Après la défaite finale des Turcs, les Habsbourg s'emparèrent de la totalité de la Hongrie, ainsi que des pays vassaux : la Croatie et la Transylvanie. Un conflit commença entre l'aristocratie hongroise et les Habsbourg pour la préservation des droits des nobles (et, parallèlement, pour l'autonomie de la Hongrie au sein de l'Empire). Au XVIIIe siècle, les Habsbourg jouèrent les "despotes éclairés" et réformateurs (accordant par exemple davantage de droits aux serfs slaves ou roumains), tandis que la noblesse hongroise faisait figure de force réactionnaire qui mena une guerre de sédition entre 1703 et 1711, sous les ordres d'un noble transylvain : François II Rákóczy.
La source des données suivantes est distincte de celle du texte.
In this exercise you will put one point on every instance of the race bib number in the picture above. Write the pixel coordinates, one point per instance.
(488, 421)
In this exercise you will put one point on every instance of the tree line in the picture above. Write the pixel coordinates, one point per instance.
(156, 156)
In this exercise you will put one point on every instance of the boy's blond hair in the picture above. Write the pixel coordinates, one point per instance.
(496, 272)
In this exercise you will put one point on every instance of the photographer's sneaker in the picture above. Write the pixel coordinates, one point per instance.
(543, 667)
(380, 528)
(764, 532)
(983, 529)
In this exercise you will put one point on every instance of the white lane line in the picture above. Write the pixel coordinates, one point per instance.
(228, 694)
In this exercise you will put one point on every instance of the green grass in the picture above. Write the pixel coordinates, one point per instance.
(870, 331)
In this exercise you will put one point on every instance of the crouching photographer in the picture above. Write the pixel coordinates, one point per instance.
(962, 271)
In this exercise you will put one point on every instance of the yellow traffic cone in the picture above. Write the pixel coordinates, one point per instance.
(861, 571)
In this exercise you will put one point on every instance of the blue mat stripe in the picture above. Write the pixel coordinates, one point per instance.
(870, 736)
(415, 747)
Mais au XIXe siècle, le combat contre l'absolutisme autrichien se transforma en un combat populaire pour la liberté : la révolution hongroise de 1848 contre les Habsbourg (cf. Ferdinand Ier d'Autriche) et la guerre de 1848-1849, conduite par Kossuth, ne purent être étouffées que par l'offensive conjointe des troupes autrichiennes et russes. À la suite de ces événements, les Habsbourg abolirent en Transylvanie le servage de la majorité orthodoxe qui, sous la conduite d'Avram Iancu, avait hésité à soutenir les révolutionnaires hongrois contre les Russes orthodoxes. Les Habsbourg accordèrent finalement des droits civils aux Serbes, aux Ruthènes (Ukrainiens) et aux Roumains.

Battue par la coalition franco-italienne (bataille de Solférino, 1859) et par la Prusse (bataille de Königgratz, appelé aussi Sadowa ou Hradec-Kralové en tchèque - 1866), l'Autriche passe avec les Hongrois un compromis: en 1867 la Croatie et la Transylvanie sont abolies, et forment avec la Hongrie un royaume autonome (la Transleithanie) au sein de l'Empire austro-hongrois (le reste de l'Empire est la Cisleithanie). Ce compromis, favorable aux germanophones et aux magyarophones, fait perdre aux slavophones et aux latinophones tout espoir d'autonomie au sein de l'Empire, ce qui accentue leurs tendances irrédentistes (en faveur d'un rattachement à d'autres pays). Cette double-monarchie austro-hongroise (François-Joseph de Habsbourg étant empereur à Vienne et roi à Budapest) dure jusqu'à la chute de l'Empire, à la fin de la Première Guerre mondiale. La Hongrie se sépara de l'Autriche le 31 octobre 1918.

Début 1919, les Habsbourg ayant abdiqué, la Hongrie devient une régence. Une commission française, dirigée par le géographe Emmanuel de Martonne, trace les nouvelles frontières de la Hongrie, en suivant la limite des zones rurales à majorité magyare du centre du pays, mais sans tenir compte des villes (presque partout à majorité hongroise) ni des zones magyarophones excentrées (dans l'est de la Transylvanie par exemple).

En mars 1919, les communistes renversent le gouvernement, et en avril, Béla Kun proclame la République des Conseils (cf. Conseil ouvrier), qui tente en vain de reconquérir les frontières de 1918. Ce gouvernement ne dura pas longtemps ; aux ordres de la mission française Berthelot, l'armée roumaine entre en Hongrie et occupe Budapest; les forces communistes sont vaincues, et le régime soviétique est renversé le 6 août 1919. Les Alliés remettent le pouvoir aux forces légitimistes, menées par l'(ex-) amiral Miklós Horthy.